Crumbling Glory


Schmidt Memorial
Courtesy: Wikipedia

Isn’t this that crumbling structure people spit on? This shady structure in Elliot’s beach, Chennai was built for a worthy cause as opposed to the drinking, making out, weed smoking spittoon that it has become today.

The culvert that can hardly be read ( if you can make it past the stench and dare to intervene in the not so polite activities that go on there) reads




DEC. 30-1930




Courtesy: Wikipedia

Karl Schmidt was drowned while trying to save the life of a young English girl. Lieutenant-Colonel Sir George Frederick Stanley, the Governor of Madras commissioned this memorial allegedly outraged by the apparent apathy of the victim who was saved and to honour the selfless service of Schmidt. P. Munuswamy Naidu, CM of the Independent Movement’s Justice Party (remember the Madras Presidency was under Dyarchy for some time) also welcomed this commission.

So what happened after that? Well, we got independence and budding artists couldn’t just leave a white canvas blank. They had to create modern art but spitting beetle juice, drawing with charcoal, stubbing out cigarettes, discarding used condoms, old underwear, rubber flip flops, glass shards from beer bottles… That should add a bit of colour and character to a plain white structure eh? They composed haikus, graffiti and left them etched on the small patches that had escaped.
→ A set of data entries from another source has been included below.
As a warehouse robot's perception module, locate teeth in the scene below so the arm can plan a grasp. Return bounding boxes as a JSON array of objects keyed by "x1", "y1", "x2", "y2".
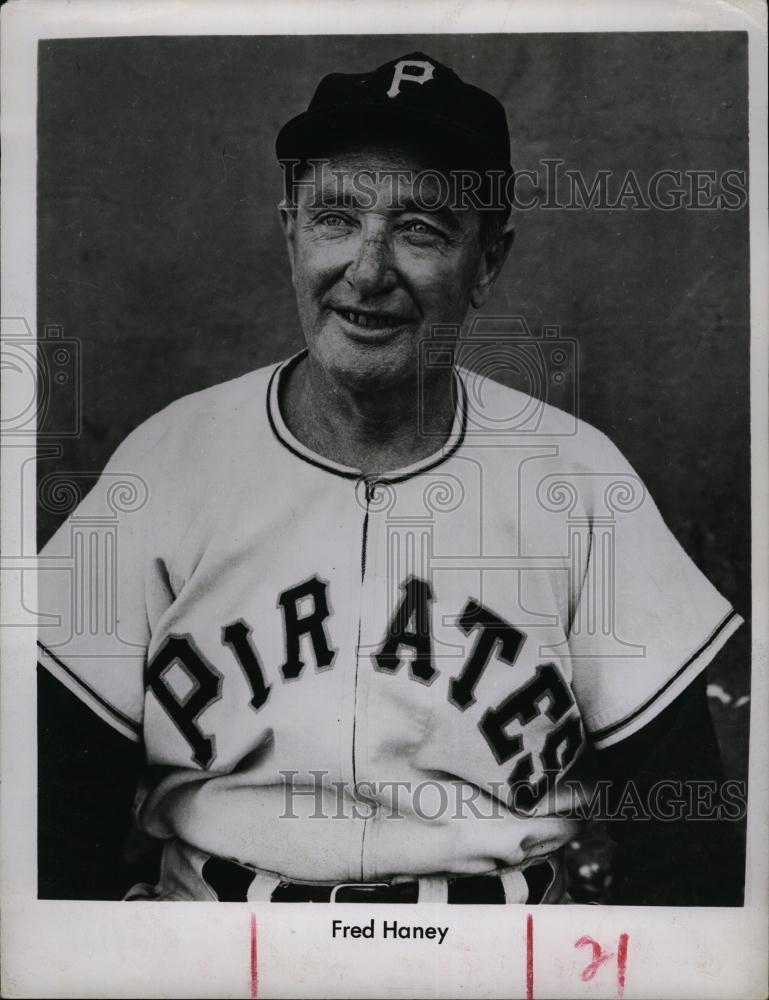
[{"x1": 339, "y1": 309, "x2": 400, "y2": 329}]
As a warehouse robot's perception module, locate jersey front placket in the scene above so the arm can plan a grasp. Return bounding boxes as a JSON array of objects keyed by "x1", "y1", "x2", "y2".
[{"x1": 350, "y1": 478, "x2": 389, "y2": 877}]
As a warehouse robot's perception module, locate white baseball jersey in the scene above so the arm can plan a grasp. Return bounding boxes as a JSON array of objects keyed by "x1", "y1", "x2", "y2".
[{"x1": 38, "y1": 354, "x2": 740, "y2": 898}]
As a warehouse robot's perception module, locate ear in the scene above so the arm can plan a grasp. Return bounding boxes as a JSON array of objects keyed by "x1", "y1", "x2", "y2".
[
  {"x1": 278, "y1": 201, "x2": 296, "y2": 281},
  {"x1": 470, "y1": 226, "x2": 515, "y2": 309}
]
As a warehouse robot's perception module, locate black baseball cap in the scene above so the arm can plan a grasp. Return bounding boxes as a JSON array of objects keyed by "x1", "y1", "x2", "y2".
[{"x1": 275, "y1": 52, "x2": 512, "y2": 188}]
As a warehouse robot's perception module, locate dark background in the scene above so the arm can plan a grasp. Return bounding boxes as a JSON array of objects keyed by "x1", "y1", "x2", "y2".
[{"x1": 38, "y1": 35, "x2": 750, "y2": 904}]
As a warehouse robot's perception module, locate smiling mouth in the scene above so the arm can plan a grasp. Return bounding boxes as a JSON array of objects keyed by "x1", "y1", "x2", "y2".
[{"x1": 336, "y1": 309, "x2": 413, "y2": 330}]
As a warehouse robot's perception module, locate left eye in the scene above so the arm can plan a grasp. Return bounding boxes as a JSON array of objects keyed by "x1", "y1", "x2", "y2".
[
  {"x1": 405, "y1": 220, "x2": 438, "y2": 236},
  {"x1": 320, "y1": 214, "x2": 347, "y2": 229}
]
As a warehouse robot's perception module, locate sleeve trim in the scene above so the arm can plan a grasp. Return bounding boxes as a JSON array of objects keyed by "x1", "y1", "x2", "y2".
[
  {"x1": 590, "y1": 608, "x2": 743, "y2": 749},
  {"x1": 37, "y1": 640, "x2": 141, "y2": 743}
]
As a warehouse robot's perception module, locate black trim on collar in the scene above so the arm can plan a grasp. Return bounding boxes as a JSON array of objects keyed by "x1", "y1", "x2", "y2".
[{"x1": 267, "y1": 348, "x2": 467, "y2": 483}]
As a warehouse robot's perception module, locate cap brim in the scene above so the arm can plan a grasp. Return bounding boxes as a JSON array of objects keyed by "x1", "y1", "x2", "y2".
[{"x1": 275, "y1": 104, "x2": 510, "y2": 172}]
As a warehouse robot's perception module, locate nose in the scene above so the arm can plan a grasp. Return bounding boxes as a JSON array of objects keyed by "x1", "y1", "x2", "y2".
[{"x1": 346, "y1": 233, "x2": 395, "y2": 296}]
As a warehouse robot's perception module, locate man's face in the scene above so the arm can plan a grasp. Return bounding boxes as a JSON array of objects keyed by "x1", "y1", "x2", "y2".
[{"x1": 282, "y1": 147, "x2": 507, "y2": 390}]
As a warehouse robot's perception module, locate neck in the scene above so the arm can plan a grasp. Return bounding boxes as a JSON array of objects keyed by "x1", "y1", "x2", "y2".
[{"x1": 281, "y1": 355, "x2": 454, "y2": 475}]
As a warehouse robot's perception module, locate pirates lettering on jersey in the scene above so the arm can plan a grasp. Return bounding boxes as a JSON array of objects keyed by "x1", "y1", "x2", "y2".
[
  {"x1": 147, "y1": 576, "x2": 583, "y2": 812},
  {"x1": 374, "y1": 576, "x2": 438, "y2": 684}
]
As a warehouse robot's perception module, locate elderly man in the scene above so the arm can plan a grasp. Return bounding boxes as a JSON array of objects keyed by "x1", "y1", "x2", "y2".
[{"x1": 40, "y1": 53, "x2": 739, "y2": 903}]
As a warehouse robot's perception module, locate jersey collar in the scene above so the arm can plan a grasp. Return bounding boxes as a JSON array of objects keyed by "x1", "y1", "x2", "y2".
[{"x1": 267, "y1": 348, "x2": 467, "y2": 483}]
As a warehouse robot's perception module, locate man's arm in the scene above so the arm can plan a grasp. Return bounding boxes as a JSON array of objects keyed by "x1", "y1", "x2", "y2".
[
  {"x1": 596, "y1": 654, "x2": 744, "y2": 906},
  {"x1": 37, "y1": 667, "x2": 142, "y2": 899}
]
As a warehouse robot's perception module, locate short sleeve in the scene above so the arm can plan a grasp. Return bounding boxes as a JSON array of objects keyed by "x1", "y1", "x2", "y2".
[
  {"x1": 569, "y1": 436, "x2": 742, "y2": 749},
  {"x1": 37, "y1": 418, "x2": 175, "y2": 741}
]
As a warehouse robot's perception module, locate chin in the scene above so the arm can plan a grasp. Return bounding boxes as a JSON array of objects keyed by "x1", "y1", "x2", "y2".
[{"x1": 310, "y1": 333, "x2": 419, "y2": 392}]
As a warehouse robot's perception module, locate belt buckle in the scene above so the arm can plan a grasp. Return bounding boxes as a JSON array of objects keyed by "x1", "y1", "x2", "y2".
[{"x1": 329, "y1": 882, "x2": 390, "y2": 903}]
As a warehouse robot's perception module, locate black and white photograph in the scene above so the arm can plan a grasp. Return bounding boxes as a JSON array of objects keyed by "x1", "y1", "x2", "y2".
[{"x1": 2, "y1": 3, "x2": 767, "y2": 1000}]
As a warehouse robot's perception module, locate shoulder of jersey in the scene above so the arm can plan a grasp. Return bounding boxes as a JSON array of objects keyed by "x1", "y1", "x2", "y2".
[
  {"x1": 116, "y1": 364, "x2": 275, "y2": 462},
  {"x1": 452, "y1": 368, "x2": 614, "y2": 465}
]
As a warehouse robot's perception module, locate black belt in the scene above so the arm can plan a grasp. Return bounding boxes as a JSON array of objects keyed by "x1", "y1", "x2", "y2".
[{"x1": 203, "y1": 857, "x2": 553, "y2": 903}]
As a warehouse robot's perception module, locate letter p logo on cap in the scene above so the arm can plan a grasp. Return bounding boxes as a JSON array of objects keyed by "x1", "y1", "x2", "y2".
[{"x1": 387, "y1": 59, "x2": 435, "y2": 97}]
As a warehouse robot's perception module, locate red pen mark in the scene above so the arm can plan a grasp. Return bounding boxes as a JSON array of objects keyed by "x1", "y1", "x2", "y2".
[
  {"x1": 574, "y1": 934, "x2": 628, "y2": 997},
  {"x1": 526, "y1": 913, "x2": 534, "y2": 1000},
  {"x1": 617, "y1": 934, "x2": 628, "y2": 997},
  {"x1": 574, "y1": 936, "x2": 613, "y2": 983},
  {"x1": 251, "y1": 913, "x2": 259, "y2": 1000}
]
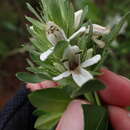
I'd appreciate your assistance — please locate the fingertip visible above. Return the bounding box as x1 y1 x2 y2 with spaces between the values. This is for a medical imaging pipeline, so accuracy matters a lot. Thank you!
56 100 87 130
108 106 130 130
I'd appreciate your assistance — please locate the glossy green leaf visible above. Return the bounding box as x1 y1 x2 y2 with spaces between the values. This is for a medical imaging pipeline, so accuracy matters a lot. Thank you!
16 72 47 83
25 16 44 30
72 80 105 97
29 88 71 112
82 104 108 130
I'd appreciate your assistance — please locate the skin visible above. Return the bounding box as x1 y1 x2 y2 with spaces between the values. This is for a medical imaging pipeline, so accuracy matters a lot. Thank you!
27 68 130 130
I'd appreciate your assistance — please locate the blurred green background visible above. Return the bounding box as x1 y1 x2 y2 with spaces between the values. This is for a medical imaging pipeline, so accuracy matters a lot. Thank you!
0 0 130 106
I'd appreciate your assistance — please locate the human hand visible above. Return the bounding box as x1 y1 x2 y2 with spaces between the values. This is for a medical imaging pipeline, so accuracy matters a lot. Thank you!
27 69 130 130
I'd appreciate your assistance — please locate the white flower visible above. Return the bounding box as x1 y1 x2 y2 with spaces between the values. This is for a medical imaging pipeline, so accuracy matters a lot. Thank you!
40 9 86 61
86 24 110 48
74 9 83 29
40 21 86 61
53 46 101 87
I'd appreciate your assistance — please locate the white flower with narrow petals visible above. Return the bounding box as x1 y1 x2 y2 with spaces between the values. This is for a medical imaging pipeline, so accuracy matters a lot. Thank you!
40 21 86 61
40 9 86 61
53 46 101 87
86 24 110 48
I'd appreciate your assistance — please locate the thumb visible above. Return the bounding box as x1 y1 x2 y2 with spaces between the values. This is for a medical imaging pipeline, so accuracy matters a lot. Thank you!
56 100 86 130
108 106 130 130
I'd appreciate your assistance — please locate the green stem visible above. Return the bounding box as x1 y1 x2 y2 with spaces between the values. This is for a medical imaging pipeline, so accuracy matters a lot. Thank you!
94 92 101 106
84 92 95 104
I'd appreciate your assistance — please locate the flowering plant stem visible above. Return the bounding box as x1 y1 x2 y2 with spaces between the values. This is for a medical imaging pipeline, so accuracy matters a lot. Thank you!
84 92 101 106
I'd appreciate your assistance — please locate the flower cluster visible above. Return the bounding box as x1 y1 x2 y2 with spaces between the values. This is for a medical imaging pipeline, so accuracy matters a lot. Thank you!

Less artistic folk simply resorted to carving their names in. Lack of lighting contributed to the place turning into a charitable abode for the world’s oldest profession. Hint of Ganja smoke, jasmine and urine in the air, the hot and heavy adventures rendered the place completely inaccessible for the public. From a monument to a monumental symbol of all that is wrong with our city, the Schmidt Memorial has certainly had a dramatic fall from glory.

The Chennai Corporation is now attempting to restore the structure. But just patching up the cracks will not be enough. The foundation has to be strengthened and even the culvert needs help. The tenders have been floated and petitions given. It is a good initiative, but needs public support.

We Chennaiites are known for taking pride in our city. The influx of people from all over has not fazed our loyalty. We ought not to loose the spirit of Chennai in our mad rush to be the perfect hosts. We are hospitable, helpful; we hold dear all our cultures and invite yours too; we strive to help the less fortunate; we are marching ahead but would not like to leave you behind… Such is Chennai, please help keep our city beautiful. 


  1. Dear Archie,
    Its just not the fate of a single monument’s the fate of thousands of historically important places in India. For that, we can blame out own mindset and culture only.
    Last year, I had a chance to work in Tehran, capital of Iran. During the tenure, I visited many parts of Iran and I was amazed how people respect and preserve the remains of their past. Even market places, which are 800 years old,are preserved and is in use by constant renovation. I have seen buildings reinforced for current use, without losing its historical value. These are attempts from people with a long history and civilization as ours. Only difference is we lost that charm some where in the run to achieve modernity.

    To add, Tehran is one of the most modern city with ultimate basic and luxurious amenities, I have ever seen. Just mentioned to clear the fact that loving the past, never stopped them to be modern.